Los reales sentimientos
Por primera vez el articulista recurre al servicio de documentación. El servicio de documentación, en esta oportunidad, se encuentra en el saloncito de casa en forma de esposa informada.
-¿Qué sabemos de la novia del Príncipe?
Y es que a veces conviene documentarse con minuciosidad y no ponerse a escribir sin ton ni son. Le cuentan que la presunta novia es noruega, que es modelo. Bien. Todos estamos pensando ya en una rubia (por lo de noruega) e imponente (por lo de modelo). El servicio de documentación no dispone en estos momentos de material gráfico, pero tampoco importa: basta para hacerse una idea.

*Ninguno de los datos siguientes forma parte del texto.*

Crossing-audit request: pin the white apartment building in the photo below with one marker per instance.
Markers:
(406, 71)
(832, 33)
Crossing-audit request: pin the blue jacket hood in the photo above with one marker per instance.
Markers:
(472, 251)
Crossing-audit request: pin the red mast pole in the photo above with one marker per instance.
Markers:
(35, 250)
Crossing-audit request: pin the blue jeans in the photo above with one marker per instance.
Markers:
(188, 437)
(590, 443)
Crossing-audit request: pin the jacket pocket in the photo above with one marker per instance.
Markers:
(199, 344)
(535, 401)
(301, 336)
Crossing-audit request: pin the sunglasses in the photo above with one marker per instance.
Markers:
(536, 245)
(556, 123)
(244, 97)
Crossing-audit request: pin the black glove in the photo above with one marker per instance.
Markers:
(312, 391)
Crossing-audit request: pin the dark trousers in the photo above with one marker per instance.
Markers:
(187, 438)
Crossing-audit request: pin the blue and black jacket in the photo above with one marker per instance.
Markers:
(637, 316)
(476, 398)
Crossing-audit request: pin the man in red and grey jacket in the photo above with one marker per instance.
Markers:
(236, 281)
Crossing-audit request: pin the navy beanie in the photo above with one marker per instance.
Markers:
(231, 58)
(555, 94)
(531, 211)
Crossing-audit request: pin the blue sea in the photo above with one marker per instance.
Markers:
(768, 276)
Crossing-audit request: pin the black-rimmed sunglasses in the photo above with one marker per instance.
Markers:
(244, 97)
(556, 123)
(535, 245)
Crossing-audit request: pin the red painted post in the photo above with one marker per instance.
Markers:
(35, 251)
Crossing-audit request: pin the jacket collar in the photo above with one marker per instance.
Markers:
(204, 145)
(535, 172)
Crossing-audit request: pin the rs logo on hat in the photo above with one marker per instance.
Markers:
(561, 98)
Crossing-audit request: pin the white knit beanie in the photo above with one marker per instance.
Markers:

El que escribe se enteró de la novia del Príncipe en conversaciones livianas, absolutamente tangentes. Todo el mundo hablaba de los legítimos derechos de don Felipe: derecho a escoger esposa con absoluta libertad y sin condicionamientos de ningún tipo. En eso estamos de acuerdo: un príncipe, como todo el mundo, tiene derecho a casarse con quien quiera. Saludamos tan alta liberalidad. Y ello al margen de las sutilezas del idioma: ¿Casarse con quien quiera es casarse con cualquiera? Sólo en cierto sentido. 'Cualquiera' suena mal.
El Príncipe tiene derecho a casarse con una inmigrante, o con una presidiaria, o con una drogadicta. También puede casarse, claro, con una modelo de Noruega. Aunque ya es casualidad.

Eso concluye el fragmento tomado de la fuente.